The company confirmed this on Tuesday and said it would refrain from the process, much like Apple and Google have paused human review of audio over a week. Facebook noted that like Google and other big tech who did the same, the contractors were reviewing the messages to better improve the services of the artificial intelligence software.
It was reported in April that Amazon had a host of workers listening Alexa’s audio requests with the aim of improving its software. The tech giant was slammed because it hadn’t stated this clearly in its terms and conditions that messages could be intercepted by human. It was a similar process for Google Assistant and Apple’s Siri. All the audio messages were subjected to human review as against what was stated in their respective policies. All tech giants came under fire for this. Apple and Google have since refrained from this practice saying they will let users opt out of human review.

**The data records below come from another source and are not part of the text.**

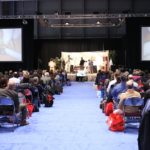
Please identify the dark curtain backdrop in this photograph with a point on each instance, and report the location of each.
(27, 45)
(133, 40)
(52, 48)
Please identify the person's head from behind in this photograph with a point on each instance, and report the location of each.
(129, 84)
(123, 78)
(11, 84)
(3, 82)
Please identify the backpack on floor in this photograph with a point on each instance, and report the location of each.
(116, 122)
(48, 100)
(109, 108)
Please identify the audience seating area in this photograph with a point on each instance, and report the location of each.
(124, 99)
(22, 93)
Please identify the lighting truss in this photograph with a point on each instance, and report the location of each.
(111, 20)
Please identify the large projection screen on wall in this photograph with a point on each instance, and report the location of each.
(145, 43)
(10, 44)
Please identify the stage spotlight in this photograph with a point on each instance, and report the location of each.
(24, 21)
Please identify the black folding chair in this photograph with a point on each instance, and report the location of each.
(132, 108)
(7, 112)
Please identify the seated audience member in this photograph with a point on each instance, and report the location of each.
(119, 88)
(7, 89)
(112, 82)
(130, 92)
(130, 77)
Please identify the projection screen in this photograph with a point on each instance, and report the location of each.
(10, 45)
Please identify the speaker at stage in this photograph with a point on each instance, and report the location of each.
(95, 69)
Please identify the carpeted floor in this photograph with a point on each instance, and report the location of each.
(75, 122)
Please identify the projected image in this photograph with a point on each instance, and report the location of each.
(145, 44)
(10, 44)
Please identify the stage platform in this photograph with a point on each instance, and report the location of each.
(88, 77)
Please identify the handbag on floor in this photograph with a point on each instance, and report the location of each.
(116, 122)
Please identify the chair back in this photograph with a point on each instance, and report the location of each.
(7, 106)
(132, 108)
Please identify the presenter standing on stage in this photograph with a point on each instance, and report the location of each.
(52, 65)
(68, 64)
(82, 61)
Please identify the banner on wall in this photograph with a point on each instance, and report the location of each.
(100, 59)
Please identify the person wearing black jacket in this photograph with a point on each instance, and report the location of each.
(144, 129)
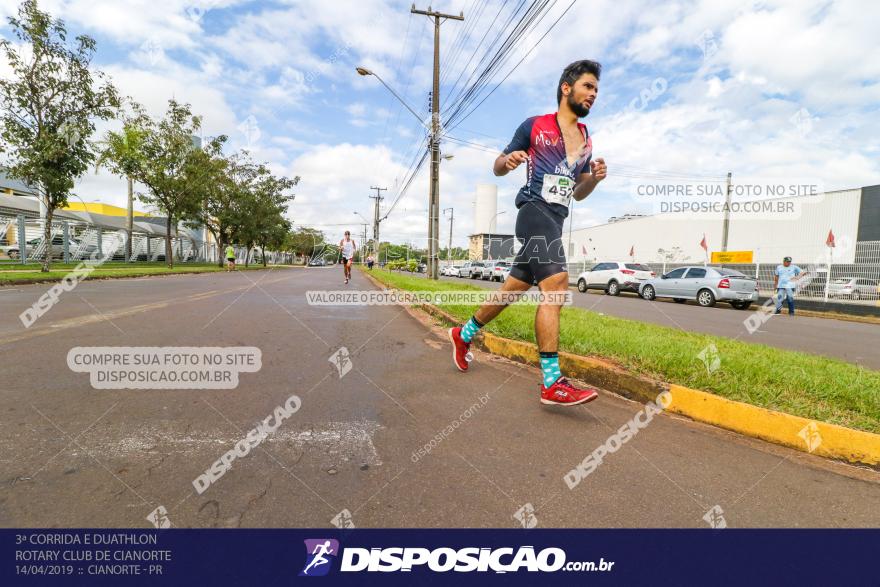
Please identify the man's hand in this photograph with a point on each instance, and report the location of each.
(515, 159)
(598, 169)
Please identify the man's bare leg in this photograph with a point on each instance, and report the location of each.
(489, 311)
(547, 315)
(461, 336)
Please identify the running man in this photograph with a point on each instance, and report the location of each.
(557, 150)
(347, 246)
(785, 280)
(230, 258)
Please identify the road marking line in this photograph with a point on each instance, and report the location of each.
(93, 318)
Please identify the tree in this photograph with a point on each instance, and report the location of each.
(161, 155)
(49, 104)
(217, 195)
(265, 204)
(305, 242)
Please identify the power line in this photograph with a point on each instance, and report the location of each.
(529, 52)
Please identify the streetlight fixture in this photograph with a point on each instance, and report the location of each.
(434, 150)
(366, 72)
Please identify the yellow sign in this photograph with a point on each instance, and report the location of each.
(732, 256)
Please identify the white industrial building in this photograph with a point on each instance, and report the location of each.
(852, 215)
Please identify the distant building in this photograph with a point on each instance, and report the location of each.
(487, 245)
(852, 214)
(614, 219)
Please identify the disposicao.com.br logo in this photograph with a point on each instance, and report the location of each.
(320, 553)
(442, 560)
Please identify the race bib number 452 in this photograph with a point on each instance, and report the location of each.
(557, 189)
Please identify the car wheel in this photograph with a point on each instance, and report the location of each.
(705, 298)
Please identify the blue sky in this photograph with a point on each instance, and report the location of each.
(777, 89)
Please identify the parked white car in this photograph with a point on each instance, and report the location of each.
(463, 270)
(475, 270)
(614, 277)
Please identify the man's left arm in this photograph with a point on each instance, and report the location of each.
(587, 182)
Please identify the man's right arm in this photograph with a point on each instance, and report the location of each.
(516, 152)
(506, 163)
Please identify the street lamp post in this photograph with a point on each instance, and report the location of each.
(433, 149)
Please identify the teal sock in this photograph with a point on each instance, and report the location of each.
(550, 368)
(470, 329)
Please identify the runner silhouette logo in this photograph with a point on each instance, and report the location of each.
(320, 553)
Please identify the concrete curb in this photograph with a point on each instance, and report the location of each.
(818, 438)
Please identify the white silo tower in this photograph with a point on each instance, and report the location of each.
(485, 208)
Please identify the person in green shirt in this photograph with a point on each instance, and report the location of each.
(230, 258)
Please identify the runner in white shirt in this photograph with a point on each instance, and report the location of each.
(348, 247)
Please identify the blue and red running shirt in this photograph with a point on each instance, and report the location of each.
(541, 138)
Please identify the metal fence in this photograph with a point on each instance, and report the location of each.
(22, 240)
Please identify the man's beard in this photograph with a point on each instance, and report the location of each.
(579, 109)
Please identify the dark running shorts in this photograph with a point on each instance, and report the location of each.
(542, 254)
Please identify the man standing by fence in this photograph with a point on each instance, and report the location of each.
(784, 281)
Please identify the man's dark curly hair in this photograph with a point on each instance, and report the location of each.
(574, 71)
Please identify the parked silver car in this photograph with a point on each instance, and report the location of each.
(476, 270)
(495, 270)
(706, 285)
(855, 288)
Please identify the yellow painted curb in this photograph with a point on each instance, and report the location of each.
(818, 438)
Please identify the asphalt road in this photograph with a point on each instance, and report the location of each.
(72, 456)
(855, 342)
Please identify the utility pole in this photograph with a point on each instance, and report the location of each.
(378, 197)
(434, 143)
(449, 250)
(129, 220)
(726, 227)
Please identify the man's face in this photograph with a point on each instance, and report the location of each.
(582, 94)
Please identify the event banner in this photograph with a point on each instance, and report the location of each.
(416, 557)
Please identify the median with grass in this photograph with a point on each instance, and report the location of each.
(810, 386)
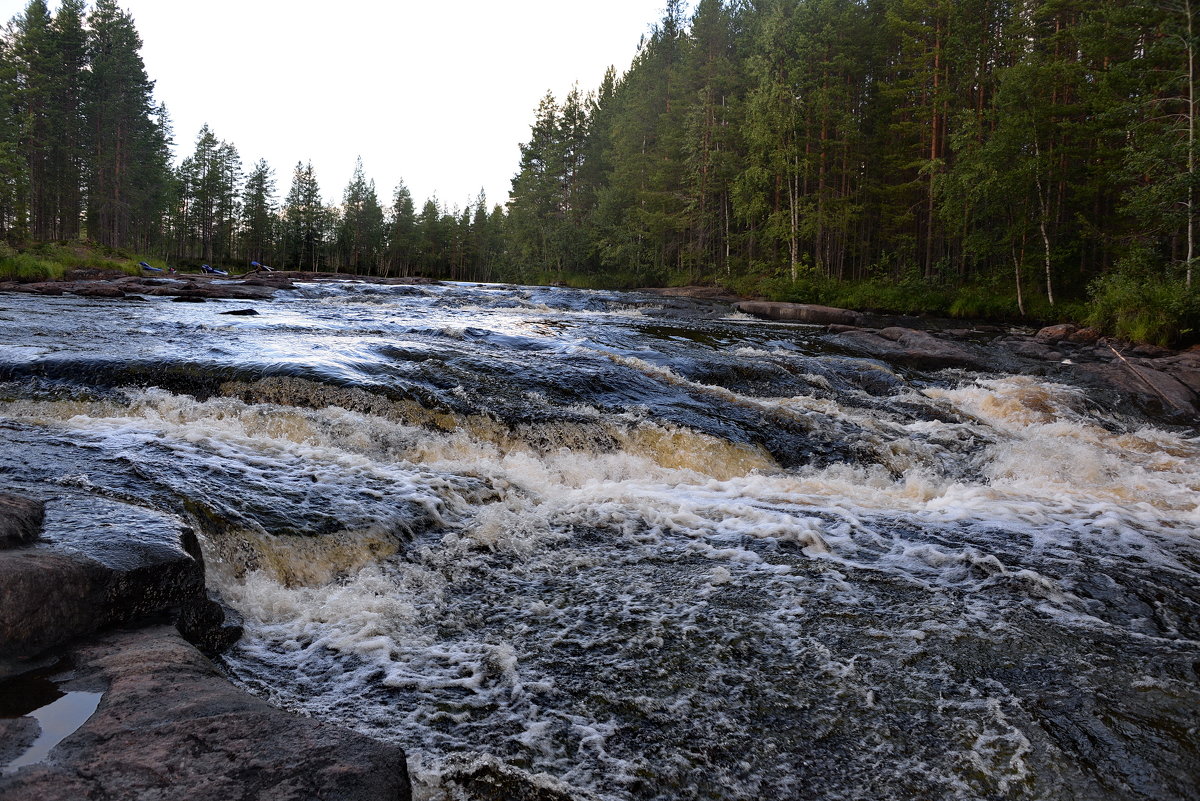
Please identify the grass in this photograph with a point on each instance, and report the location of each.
(54, 260)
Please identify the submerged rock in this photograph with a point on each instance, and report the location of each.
(912, 348)
(21, 521)
(169, 727)
(799, 312)
(483, 777)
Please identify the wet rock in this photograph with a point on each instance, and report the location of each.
(696, 293)
(41, 288)
(1084, 337)
(215, 291)
(96, 289)
(209, 626)
(486, 778)
(1053, 333)
(21, 521)
(169, 727)
(913, 348)
(100, 564)
(1035, 349)
(16, 735)
(269, 281)
(1151, 389)
(1150, 351)
(1182, 368)
(799, 312)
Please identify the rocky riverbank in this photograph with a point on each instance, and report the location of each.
(1158, 381)
(106, 691)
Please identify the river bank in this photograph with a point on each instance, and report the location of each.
(649, 547)
(1162, 381)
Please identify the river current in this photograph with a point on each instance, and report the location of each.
(645, 548)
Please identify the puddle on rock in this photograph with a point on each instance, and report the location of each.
(59, 714)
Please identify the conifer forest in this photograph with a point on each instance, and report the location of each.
(1003, 157)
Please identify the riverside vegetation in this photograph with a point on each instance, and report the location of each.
(1008, 158)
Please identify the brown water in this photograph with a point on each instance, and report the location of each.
(649, 549)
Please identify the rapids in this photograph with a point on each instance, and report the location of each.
(645, 548)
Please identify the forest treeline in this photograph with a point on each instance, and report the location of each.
(1017, 156)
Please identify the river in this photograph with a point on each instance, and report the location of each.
(645, 548)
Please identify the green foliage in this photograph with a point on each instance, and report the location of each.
(1140, 307)
(54, 260)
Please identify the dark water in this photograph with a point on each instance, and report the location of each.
(647, 548)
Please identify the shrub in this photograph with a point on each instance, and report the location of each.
(1134, 306)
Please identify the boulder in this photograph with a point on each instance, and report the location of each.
(1084, 337)
(799, 312)
(171, 727)
(96, 289)
(1035, 349)
(21, 521)
(912, 348)
(1055, 333)
(481, 777)
(102, 562)
(1151, 389)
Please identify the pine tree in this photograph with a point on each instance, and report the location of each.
(127, 164)
(401, 233)
(304, 221)
(361, 233)
(258, 215)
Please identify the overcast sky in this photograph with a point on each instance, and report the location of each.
(437, 94)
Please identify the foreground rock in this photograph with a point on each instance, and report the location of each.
(100, 562)
(171, 727)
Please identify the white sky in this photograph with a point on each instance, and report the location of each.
(437, 94)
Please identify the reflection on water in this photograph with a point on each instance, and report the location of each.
(58, 714)
(646, 547)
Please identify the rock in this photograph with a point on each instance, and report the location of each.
(96, 289)
(101, 562)
(1182, 369)
(481, 777)
(1151, 389)
(207, 625)
(42, 288)
(799, 312)
(913, 348)
(1150, 351)
(16, 735)
(21, 521)
(169, 727)
(1035, 349)
(1054, 333)
(696, 293)
(1084, 337)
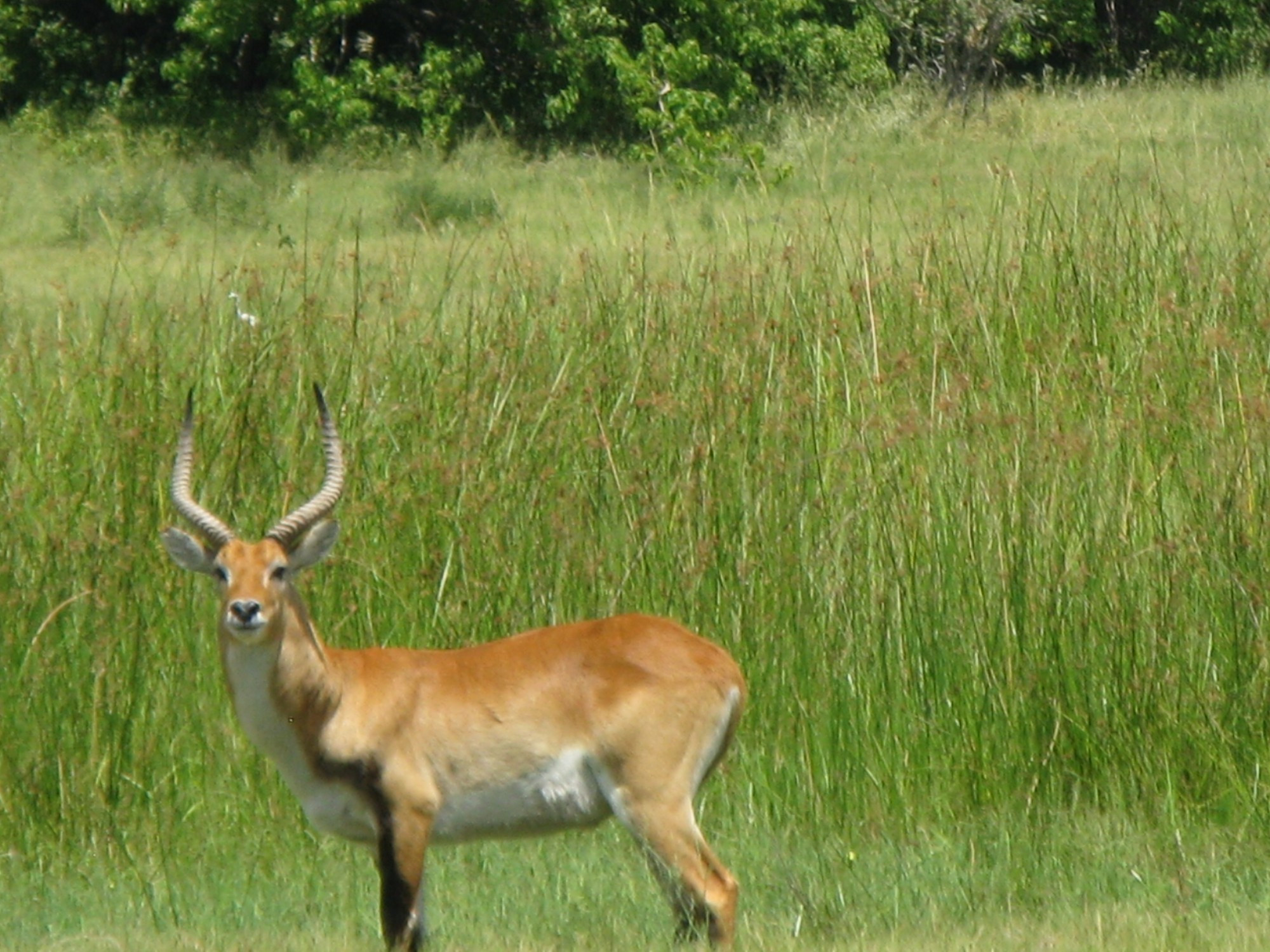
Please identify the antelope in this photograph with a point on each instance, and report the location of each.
(552, 729)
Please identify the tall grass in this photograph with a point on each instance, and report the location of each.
(956, 440)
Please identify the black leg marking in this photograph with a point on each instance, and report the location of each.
(397, 896)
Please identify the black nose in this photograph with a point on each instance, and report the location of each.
(246, 611)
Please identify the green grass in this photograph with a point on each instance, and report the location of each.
(957, 439)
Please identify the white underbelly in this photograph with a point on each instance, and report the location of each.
(568, 793)
(338, 810)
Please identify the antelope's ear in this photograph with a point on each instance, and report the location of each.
(314, 546)
(187, 552)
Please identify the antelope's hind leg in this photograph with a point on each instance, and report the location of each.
(703, 892)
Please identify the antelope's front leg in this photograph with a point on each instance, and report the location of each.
(403, 841)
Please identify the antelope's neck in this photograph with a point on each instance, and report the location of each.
(284, 691)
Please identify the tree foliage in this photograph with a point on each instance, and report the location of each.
(672, 81)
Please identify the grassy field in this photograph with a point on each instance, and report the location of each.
(958, 439)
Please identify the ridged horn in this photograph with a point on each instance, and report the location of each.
(208, 525)
(290, 529)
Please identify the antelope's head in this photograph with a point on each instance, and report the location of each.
(255, 577)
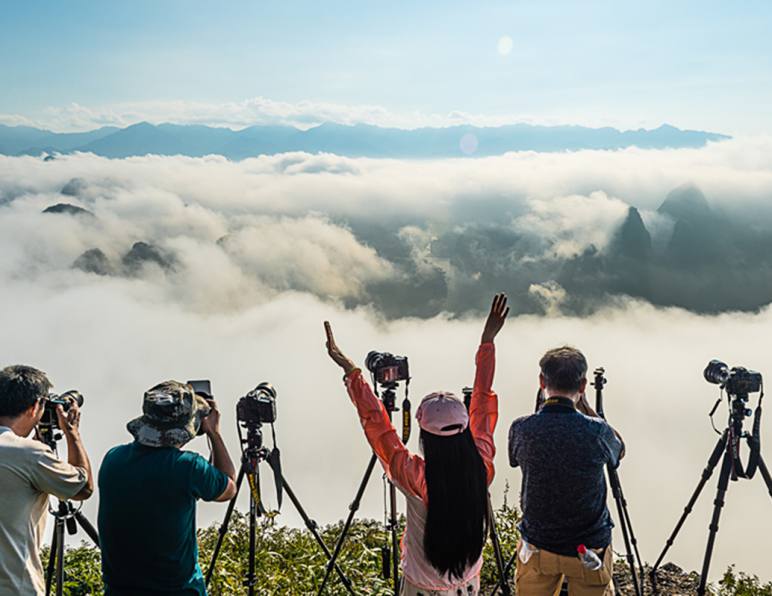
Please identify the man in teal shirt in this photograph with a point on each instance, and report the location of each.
(148, 493)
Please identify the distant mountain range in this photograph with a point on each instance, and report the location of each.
(360, 140)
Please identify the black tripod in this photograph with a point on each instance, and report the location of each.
(253, 452)
(66, 515)
(728, 451)
(631, 544)
(390, 554)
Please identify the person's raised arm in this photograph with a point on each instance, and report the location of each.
(69, 422)
(220, 459)
(483, 409)
(404, 468)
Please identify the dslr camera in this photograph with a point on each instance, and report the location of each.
(737, 380)
(258, 406)
(387, 368)
(66, 399)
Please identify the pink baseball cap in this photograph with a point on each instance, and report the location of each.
(443, 414)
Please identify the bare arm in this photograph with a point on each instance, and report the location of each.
(69, 422)
(220, 458)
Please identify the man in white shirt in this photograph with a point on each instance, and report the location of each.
(29, 472)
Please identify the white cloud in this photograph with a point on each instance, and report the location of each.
(242, 311)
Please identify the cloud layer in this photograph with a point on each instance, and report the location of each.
(240, 263)
(408, 238)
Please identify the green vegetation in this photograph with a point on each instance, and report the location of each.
(290, 562)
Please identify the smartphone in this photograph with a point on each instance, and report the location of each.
(202, 387)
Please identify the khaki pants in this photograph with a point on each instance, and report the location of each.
(543, 575)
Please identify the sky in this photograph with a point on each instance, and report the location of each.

The social network had long denied claims of intercepting users’ audio messages to help determine what ads users should see in their news feeds. Mark Zuckerberg denied this claim during the congressional testimony. He told US Senator Gary Peters:
“You’re talking about this conspiracy theory that gets passed around that we listen to what’s going on on your microphone and use that for ads. We don’t do that.”
In a follow up response concerning the matter, the chef executive responded that Facebook only accesses users’ microphone when given the permission to. Yet, the social network didn’t disclose to users that their audio messages may be subjected to review by humans.
The major hit common among all big techs that employ the service of voice messages or recordings underscores the limit of artificial intelligence in its ability to transcribe words and speech patterns. The machines in some way still relies on human interference to boost its efficiency.